From Ohio History Central
The Ohio Woman Suffrage Association was an early woman's suffragist group in Ohio.
After the end of the American Civil War, some people believed that women would be granted the right to vote when former slaves were given the franchise. When this did not occur, women across the United States began to organize and call for the right to vote. By the 1870s, there were thirty-one different women's suffrage organizations in Ohio, each focused on one community or one county. At this time, there was no effective statewide organization.
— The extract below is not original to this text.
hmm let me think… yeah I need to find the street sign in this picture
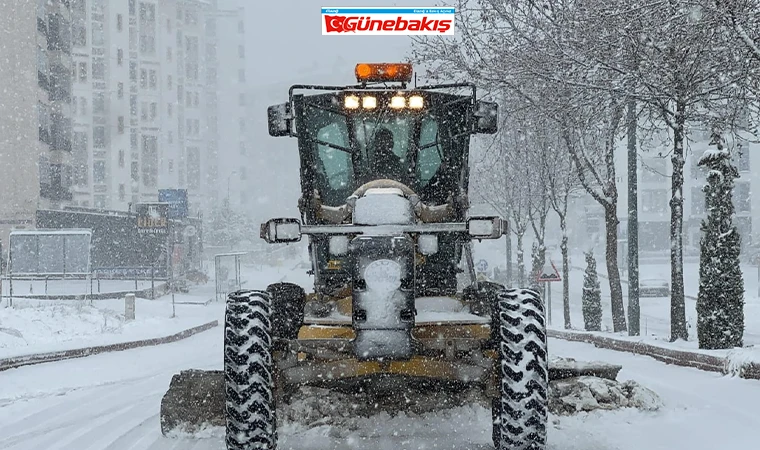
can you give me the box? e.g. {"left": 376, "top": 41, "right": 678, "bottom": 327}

It was not until May 1885 that the Ohio Woman Suffrage Association (OWSA) was formed in Painesville. To avoid partisan politics, its members chose not to affiliate the organization with any of the national woman suffrage groups of this era. Instead, they focused primarily on a campaign to change local and state laws that prohibited women from voting. Unlike many organizations of women in the late nineteenth century, the OWSA did not discriminate and encouraged African-American women to participate in its efforts.
In the early twentieth century, the Ohio Woman Suffrage Association became even more vocal. The group organized a woman suffrage parade in Columbus on August 27, 1912. In that same year, the association also began to campaign for a state constitutional amendment granting women the right to vote. Despite a number of fundraising problems and other challenges the Ohio Woman Suffrage Association continued to hold meetings and parades until the beginning of World War I. Although they were unsuccessful in obtaining their goals prior to the war, women ultimately received the right to vote with the passage of the Nineteenth Amendment to the United States Constitution in 1920. Ohio was the fifth state to ratify this amendment.